In a recent report, Rodolfo R. De Angele, analyst at JPMorgan said," We remain Overweight on Vale as it is highly leveraged to our constructive view on the medium-term outlook on iron ore." The stock is trading at 4.8-5 times its estimated 2011 earnings before interest tax depreciation and amortization (EBITDA), at a discount to its peers.

3. Brazil's Gerdau ( GGB) is an integrated steel player operating in 14 countries, mainly Brazil, North America, and Latin America.

The company acquired Gerdau Ameristeel in August 2010. To consolidate its plans further, Gerdau recently announced the acquisition of Acos Villares, a company engaged in the production of long steel. Besides consolidation, the company has investment plans worth $6 billion scheduled for the next five years.

The stock is trading at 7-7.2 times its estimated 2011 enterprise value per EBITDA, compared to the peer average of 6-6.2 times. Consensus estimates suggest earnings to scale up by around 30-35% during 2011, riding on the back of improving fundamentals. The stock is trading at 7.5-8 times its estimated 2011 earnings.

2. Brazil's Companhia Siderurgica Nacional ( SID) is an integrated steel producer with interests in mining and logistics.

EBITDA margin improved to 43.1% during the first nine months of 2010, compared to 30% in the year-ago period, backed by the company's efficient cost-containment strategy. However, analysts believe that higher capital expenditure related to investments in a railroad and securities trading could damp margins as well as earnings, going ahead.

During the first nine months of 2010, net sales were up 38%, fueled by higher domestic sales. As a percentage of revenue, domestic sales jumped 73% during the third quarter, compared to 71% during the same period last year. However, the share of exports in overall revenues has dipped due to uncertainty prevailing in the global markets.
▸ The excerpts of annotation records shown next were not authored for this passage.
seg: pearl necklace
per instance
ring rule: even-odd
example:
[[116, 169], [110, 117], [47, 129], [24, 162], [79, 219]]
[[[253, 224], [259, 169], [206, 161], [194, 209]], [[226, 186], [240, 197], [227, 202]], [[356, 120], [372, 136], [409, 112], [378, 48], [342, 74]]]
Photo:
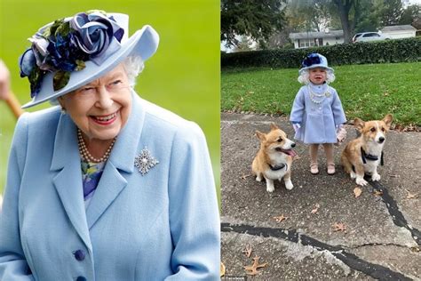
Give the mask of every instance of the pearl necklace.
[[[307, 88], [308, 88], [308, 92], [310, 92], [310, 100], [313, 102], [314, 102], [315, 104], [321, 104], [323, 101], [324, 97], [329, 98], [330, 96], [330, 92], [329, 92], [329, 88], [327, 88], [326, 91], [322, 94], [318, 94], [318, 93], [315, 93], [314, 92], [313, 92], [310, 85], [307, 85]], [[322, 98], [322, 99], [317, 100], [314, 99], [314, 97]]]
[[109, 145], [108, 149], [107, 149], [106, 153], [100, 158], [95, 158], [91, 155], [84, 143], [83, 137], [82, 136], [82, 131], [78, 128], [77, 129], [77, 143], [79, 145], [79, 154], [81, 155], [82, 158], [88, 162], [93, 163], [101, 163], [106, 162], [108, 160], [109, 154], [111, 153], [111, 149], [114, 147], [114, 143], [115, 142], [115, 138], [113, 139], [113, 141]]

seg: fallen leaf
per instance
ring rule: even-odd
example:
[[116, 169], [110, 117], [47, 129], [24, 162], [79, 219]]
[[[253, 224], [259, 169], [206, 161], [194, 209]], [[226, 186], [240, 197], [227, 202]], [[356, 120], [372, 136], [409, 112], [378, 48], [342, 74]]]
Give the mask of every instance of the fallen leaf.
[[417, 193], [410, 193], [409, 190], [406, 189], [408, 192], [407, 199], [415, 199], [418, 197]]
[[415, 252], [415, 253], [419, 253], [419, 252], [421, 252], [420, 246], [411, 247], [410, 250], [411, 250], [412, 252]]
[[346, 232], [346, 226], [341, 222], [335, 222], [333, 224], [333, 231], [344, 231]]
[[258, 264], [258, 259], [260, 259], [260, 258], [258, 257], [258, 256], [254, 257], [253, 258], [253, 260], [254, 260], [253, 264], [244, 267], [244, 269], [247, 271], [248, 275], [258, 275], [260, 272], [260, 271], [258, 271], [258, 269], [265, 268], [267, 265], [266, 262], [262, 263], [262, 264]]
[[288, 219], [288, 217], [284, 217], [283, 214], [277, 217], [274, 217], [274, 220], [276, 221], [276, 222], [281, 222], [282, 221], [285, 221], [286, 219]]
[[250, 244], [246, 245], [246, 248], [244, 251], [242, 251], [242, 253], [244, 253], [246, 255], [246, 257], [250, 258], [250, 256], [251, 255], [251, 245]]
[[223, 277], [225, 275], [225, 264], [221, 261], [220, 266], [219, 266], [219, 277]]
[[250, 173], [249, 174], [243, 174], [243, 175], [242, 175], [241, 179], [245, 180], [245, 179], [247, 179], [248, 177], [250, 177], [250, 176], [251, 176], [251, 174], [250, 174]]
[[319, 212], [320, 205], [316, 204], [314, 209], [312, 210], [312, 213], [317, 213]]
[[359, 197], [361, 195], [361, 193], [362, 193], [361, 189], [358, 187], [353, 189], [353, 195], [355, 195], [355, 198]]
[[377, 197], [381, 197], [383, 195], [383, 191], [382, 190], [378, 190], [378, 189], [376, 189], [374, 190], [374, 195], [377, 196]]

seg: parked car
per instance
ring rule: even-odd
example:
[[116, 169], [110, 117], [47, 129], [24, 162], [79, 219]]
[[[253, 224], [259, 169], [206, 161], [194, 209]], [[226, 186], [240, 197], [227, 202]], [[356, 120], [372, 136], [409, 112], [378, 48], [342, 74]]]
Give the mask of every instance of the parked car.
[[353, 37], [353, 43], [355, 42], [368, 42], [390, 39], [378, 32], [362, 32], [357, 33]]

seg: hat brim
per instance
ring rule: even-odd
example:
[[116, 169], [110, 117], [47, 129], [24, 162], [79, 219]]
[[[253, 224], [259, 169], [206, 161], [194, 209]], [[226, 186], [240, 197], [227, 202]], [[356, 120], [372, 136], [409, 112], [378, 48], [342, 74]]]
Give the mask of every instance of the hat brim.
[[301, 69], [298, 70], [298, 73], [301, 74], [304, 70], [316, 68], [325, 68], [327, 70], [330, 70], [331, 72], [335, 71], [335, 70], [333, 70], [332, 68], [326, 67], [322, 64], [314, 64], [314, 65], [311, 65], [311, 66], [306, 67], [306, 68], [302, 68]]
[[85, 68], [79, 71], [73, 71], [68, 84], [59, 91], [54, 92], [52, 88], [54, 73], [46, 74], [43, 78], [40, 92], [31, 101], [22, 106], [22, 108], [28, 108], [44, 101], [57, 99], [75, 91], [114, 69], [129, 56], [139, 56], [145, 61], [156, 52], [158, 44], [158, 34], [151, 26], [146, 25], [141, 29], [136, 31], [122, 44], [118, 51], [110, 55], [101, 65], [97, 65], [91, 60], [85, 61]]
The stock is trading at 5 times its estimated 2011 earnings value per EBITDA, at a discount compared to its peers.

1. Puda Coal ( PUDA) is located in China's Shanxi province. The company caters to high-quality metallurgical coking coal market and has relationships with 17 coal mines.

During the third quarter, Puda reported a 60% year-on-year increase in total revenues and 86% in net income for the quarter, higher than consensus estimates. Gross margin stood at 10.7%, improving 110 basis points from the third quarter of last year.

The Shanxi provincial government has appointed Puda as a consolidator of 12 coal mines. The purchase price offered is twice its EBITDA, with a potential EBITDA margins of 50% and net income margins of 40%. Going ahead, these mines could lead to higher margin coal mining operations.

The company has good future prospects, considering that the burgeoning electricity demand in China would require massive volumes of coal. As per Energy Information Administration estimates, another 600 gigawatt of additional demand for electricity would be required by 2030, which indicates the demand upsurge for coal. The stock is trading at 7.5 to 8 times its 2011 earnings with 100% buy ratings.
This commentary comes from an independent investor or market observer as part of TheStreet guest contributor program. The views expressed are those of the author and do not necessarily represent the views of TheStreet or its management.